Daily Micro: Yesterday’s Artists in Today’s World ~ Frank Baum

Acknowledging Frank (Baum)

From his mighty castle and surrounded by armed-to-the teeth bodyguards, The Great Bloombug prepares to scan the yellow brick road for surely he knows they come.

“They will surrender all their weapons to me,” he says to the King Monkey, “because they yearn to find gold at the end of the yellow brick road.” Turning to his high-powered surveillance screens, he says, “Come to me, my little ones”

He watches the long parade, led by the five of them, the farm girl, her mongrel dog, the strawman, the coward and man made of tin, food, animal life, building materials, wariness and minerals. And all of them in the parade, as far as his computer-enhanced eyes can see, ready to exchange their guns for his protection.

“Such chicanery,” he says to the King Monkey, “we’ve tricked them to believe in gold instead of themselves. If they knew their own power, they would build their own city.”

He pauses, thinks for a minute.

“Then what would I do? No, they must believe in me.”

In that moment, The Great Bloombug makes a decision.

“Man the drone monkeys,“ he says to King Monkey. “Have them drop pamphlets that say ‘The Gold is at the end of the Road” and drive the parade to me. I want their weapons and when they come, they will be mine!”

In his blunderbuss, The Great Bloombug fails to notice that the farm girl’s dog strays off the path, wanders through the woods and finds a river alongside an emerald valley. Racing back to the farm girl, Toto shakes his fur and splatters water onto her shoes.

The long faced coward, who in his caution and wariness senses something amiss in this endless march to The Great Bloombug, reaches down with great care and runs his finger against her shoe. “Water,” he says with a whisper, “makes things grow.”

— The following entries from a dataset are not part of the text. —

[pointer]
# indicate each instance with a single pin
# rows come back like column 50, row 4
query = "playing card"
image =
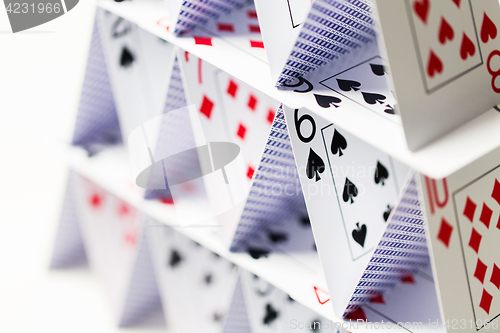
column 96, row 121
column 68, row 247
column 401, row 251
column 228, row 111
column 159, row 60
column 394, row 310
column 305, row 37
column 357, row 188
column 240, row 28
column 265, row 304
column 196, row 285
column 370, row 90
column 462, row 211
column 175, row 99
column 438, row 50
column 272, row 310
column 237, row 316
column 127, row 71
column 117, row 251
column 275, row 218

The man made of tin chimes in, “And we are hungry after walking so far.”

And the straw man says, “We can’t eat gold.”

And the farm girl, Dorothy by name, as if she awakens from a trance, says, “We are on the wrong path. The yellow brick road does not lead to one who will grant our wishes. The yellow-brick road leads to the one who wants to steal our freedom.”

And her words ripple through the long line of those seeking The Great Bloombug’s protection and they slip off the road, all of the marchers, keeping their guns with them, heading to the river and the emerald valley where they will grow food, tend animals and build homes, create power sources and be ever wary to not step foot on the yellow brick road, again.